The comments from Yoram Danziger came a day after it was revealed that a hair found on Tair Rada’s body was not that of Roman Zadorov, who was convicted over the 2006 killing.

“We have a good, responsible and serious legal system and if it comes to a retrial, I’m sure that a considerable number of the testimonies floating around will be made clear,” Danzinger said during an event at Tel Aviv University.

Danzinger was the lone Supreme Court justice to dissent on a 2-1 decision in 2015 upholding Zadorov’s conviction. The judge said at the time there was sufficient reasonable doubt to exonerate Zadorov.

Although he would not directly address the case, saying it was “inappropriate” to do so as a retired Supreme Court justice, Danzinger questioned Friday whether a majority alone is sufficient to impose a life sentence and not unanimous consent.

“In our criminal law it is possible with a majority opinion to send a man to life imprisonment. Is this a desirable outcome? I’m not sure. Does a minority opinion not raise a sense of reasonable doubt about the guilt of the accused,” he said.

“Do we want to adopt the method opined by the Rambam that it is preferable to release 99 criminals from jail and then to put one innocent man there?” Danzinger asked, referring to the medieval Jewish scholar and philosopher Maimonides.

Tair Rada (YouTube screenshot)

Rada’s murder case has long gripped the Israeli public, due both to the brutal way in which she was killed and continuing accusations that it was not Zadorov who committed the murder but a woman whose name is gagged by a court order and who suffers from mental illness.

Following a DNA analysis by investigators, the Abu Kabir Forensic Institute announced Thursday that the hair matched that of the former boyfriend of the woman, reigniting speculation on who committed the killing and whether Zadorov could be given a retrial.

The ex-boyfriend, whose name is also under gag order, has been referred to in Hebrew media reports by the initials A.H., while the woman has been named as O.K.

“This is decisive evidence in the sense that it must lead to a retrial and the acquittal of Zadorov,” his lawyer, Yoram Halevi, said in a press conference broadcast live on Israel’s prime-time TV news programs.

Prosecutors, however, were quoted by Hebrew media as downplaying the significance of the DNA findings and saying they did not conclusively prove the hair belonged to A.H., who claims O.K. confessed to him that she had carried out the murder while wearing his clothes.

The development came just days after the Yedioth Ahronoth daily reported that a witness arrived Sunday at a police station in Nazareth Illit to testify that O.K. had confessed to her that she had killed Rada.

O.K. is now claimed to have told three people that she committed the murder.
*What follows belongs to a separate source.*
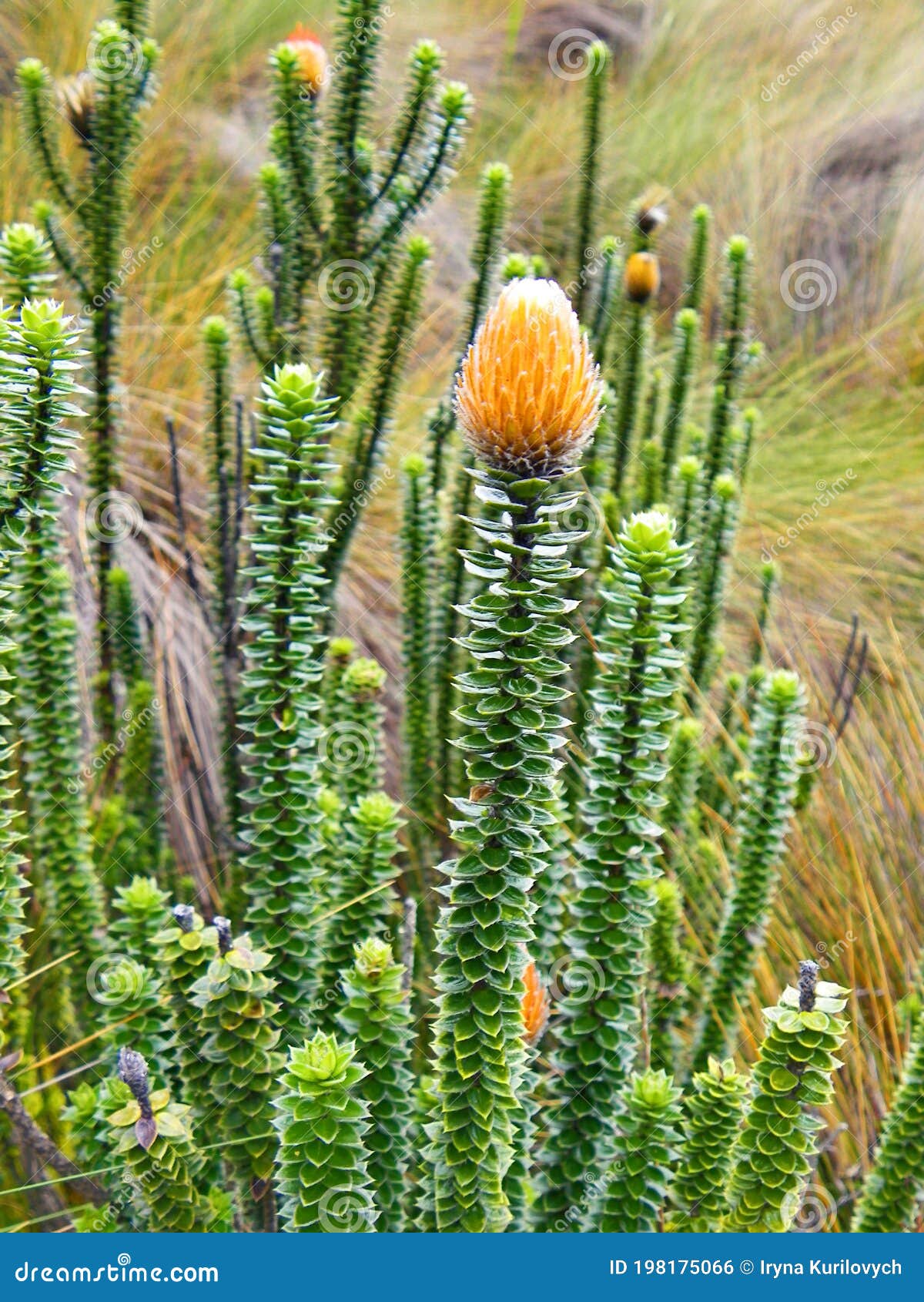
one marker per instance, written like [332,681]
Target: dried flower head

The report also cited a document written by a psychiatrist who spoke with O.K. in 2014, in which she said she had a strong drive to kill someone. She said she was containing that urge, but only barely, and that she had purchased a knife and gloves with the intention of killing her neighbor.

The psychiatrist had immediately sent her for involuntary commitment in a psychiatric hospital for evaluation.

Convicted murderer Roman Zadorov in the courtroom of the Supreme Court, Jerusalem, December 23, 2015. (Gili Yohanan/POOL)

Shortly after the murder, Zadorov, who worked as a maintenance man at the teen’s school at the time, was arrested and charged with the killing. Two weeks after his arrest, police announced Zadorov had confessed to Rada’s murder and reenacted the attack for investigators. But a day later, Zadorov’s defense attorney announced that his client had recanted, claiming his confession and reenactment were coerced and included incorrect information.

Much of the public debate over Zadorov’s conviction focused on the type of knife used — the murder weapon was never recovered — and a bloody footprint found on Rada’s jeans.

In his confession, Zadorov said he attacked Rada with a box cutter, which has a smooth blade, whereas a forensic expert testified that wounds on the victim’s chin were caused by a serrated knife.